Is this a bad sign: smartd: 1 Currently unreadable (pending) sectors....?

Status
Not open for further replies.

HHawk

Contributor
Joined
Jun 8, 2011
Messages
176
Mod note:

For anyone reading this thread in 2018 or beyond:

Don't try to magically "fix" your hard drives. Even if you could, their firmware presents an interface far too abstract for you to accomplish anything meaningful.

If your drives are failing (in other words, presenting bad sectors or read/write errors or the like, not interface issues like CRC errors), replace them:
https://forums.freenas.org/index.php?resources/replacing-a-failed-failing-disk.75/

- Ericloewe




I am running a 6-disk setup in raidz2 (ZFS) and I recently noticed the following message:

smartd[2713]: Device: /dev/ada2, 1 Currently unreadable (pending) sectors

Sometimes the above messages shows up a few times (only on ada2) and sometimes it doesn't show up.

Does this mean that one of the 6 harddisk is damaged and will soon stop completely?
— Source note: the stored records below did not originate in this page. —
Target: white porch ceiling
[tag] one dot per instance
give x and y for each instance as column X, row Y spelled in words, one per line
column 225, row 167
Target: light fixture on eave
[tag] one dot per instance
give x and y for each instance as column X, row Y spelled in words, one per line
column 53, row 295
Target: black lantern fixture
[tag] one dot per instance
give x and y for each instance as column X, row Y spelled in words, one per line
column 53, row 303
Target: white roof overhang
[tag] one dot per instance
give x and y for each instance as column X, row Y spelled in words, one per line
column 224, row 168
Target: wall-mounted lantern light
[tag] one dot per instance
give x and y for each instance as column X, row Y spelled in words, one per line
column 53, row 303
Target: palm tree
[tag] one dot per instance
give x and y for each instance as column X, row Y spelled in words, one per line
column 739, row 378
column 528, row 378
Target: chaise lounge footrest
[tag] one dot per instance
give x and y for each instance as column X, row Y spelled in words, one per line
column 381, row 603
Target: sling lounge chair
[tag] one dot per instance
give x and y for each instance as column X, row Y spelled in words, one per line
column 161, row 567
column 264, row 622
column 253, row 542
Or how do I need to read this?

And does this that I need to replace the harddisk soon? Since I am still pretty new to FreeNAS (and FreeBSD) is replacing a harddisk a raidz2 difficult within FreeNAS? Any pointers and / or advice?

I am really scared to lose any date...

Oh and, according to FreeNAS' Alert System it says: OK: The volume storage (ZFS) status is HEALTHY
Also scrubbing doesn't show any other errors. I am only getting messages like the one above...
 
Last edited by a moderator:

paleoN

Wizard
Joined
Apr 22, 2012
Messages
1,403
Does this mean that one of the 6 harddisk is damaged and will soon stop completely? Or how do I need to read this?
It means there are 1 or more bad sectors on ada2. What's the output of:
Code:
smartctl -q noserial -a /dev/ada2


And does this that I need to replace the harddisk soon? Since I am still pretty new to FreeNAS (and FreeBSD) is replacing a harddisk a raidz2 difficult within FreeNAS? Any pointers and / or advice?
If it's just the one sector then no. As long as you are on 8.2 & up the GUI replace should work well. I would review the docs. Keep in mind with raidz2 you need to lose two entire disks before you need to worry.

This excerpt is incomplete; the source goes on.